Based on the clinical and radiologic examinations, a diagnosis of primary tiny HCC without metastasis was made. A liver biopsy was not performed due to the small size of nodes and the risk of needle seeding. The results of the indocyanine green (ICG) clearance test, conducted to evaluate the hepatic functional reserve, were all within the normal level, including the ICG retention rate at 15 minutes (ICG R15) and the Child-Pugh grade A of 5 points. Considering that the nodes were localized and too tiny to perform radiofrequency ablation (RFA) even under the guidance of intraoperative ultrasound, as well as an acceptable liver reserve of the patient, laparoscopic resection of the left lateral lobe of the liver and cholecystectomy were performed.

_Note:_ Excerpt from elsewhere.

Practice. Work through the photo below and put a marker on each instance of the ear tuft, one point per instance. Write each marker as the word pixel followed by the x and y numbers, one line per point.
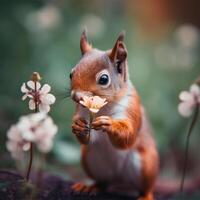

Macroscopically, two grey-yellowish, soft and friable nodules, sized 10 × 8 mm and 8 × 4 mm were found. Microscopically, a diffuse and monotonous infiltration of typical centrocyte-like lymphoid cells, as well as lymphoepithelial lesions, were apparent (Figure 2A, 2B). By immunohistochemistry, the nodules were positive for CD20, CD79a, BCL2, and IgM, and weakly positive for IgD, but negative for CD3, CD10, BCL6, MUM1, CD43, CD5, cyclin D1, CD23, CD30, and PD1. The Ki-67 index was 5% (Figure 3A, 3B). Based on these pathologic findings, the patient was diagnosed with a low-grade primary hepatic MALT lymphoma. In situ hybridization for Epstein-Barr virus (EBV) was negative. The polymerase chain reaction (PCR) was performed to detect immunoglobulin heavy chain (IgH) rearrangements but failed due to the degradation of DNA. The non-tumorous hepatic tissue showed chronic hepatitis B with mild necroinflammatory activity and cirrhosis. No atypical hematolymphoid infiltrates were present in the remaining part of the liver. The patient refused bone marrow biopsy and gastric endoscopy due to financial considerations.
Figure 2.

Histologic characteristics of the resected tumors. A. Diffuse lymphomatous infiltration of the hepatic lobule (× 50). B. Small- and medium-sized lymphoid cells infiltrating into the bile duct and forming lymphoepithelial lesions (× 200).
Figure 3.

Immunohistochemical staining of the resected tumors. A. Lymphocytes were diffusely positive for CD20 (× 200). B. The fraction of Ki67-labeled cells was 5% (× 100).
The postoperative course of the patient was uneventful. Since, according to the Ann Arbor staging, the tumor was indolent and confined without extrahepatic involvement (classified as stage IE), adjuvant chemotherapy or radiotherapy were not performed. The patient was treated with entecavir and was strictly followed-up for 17 months, including routine CT and MRI every 3 months. No signs of relapse were present.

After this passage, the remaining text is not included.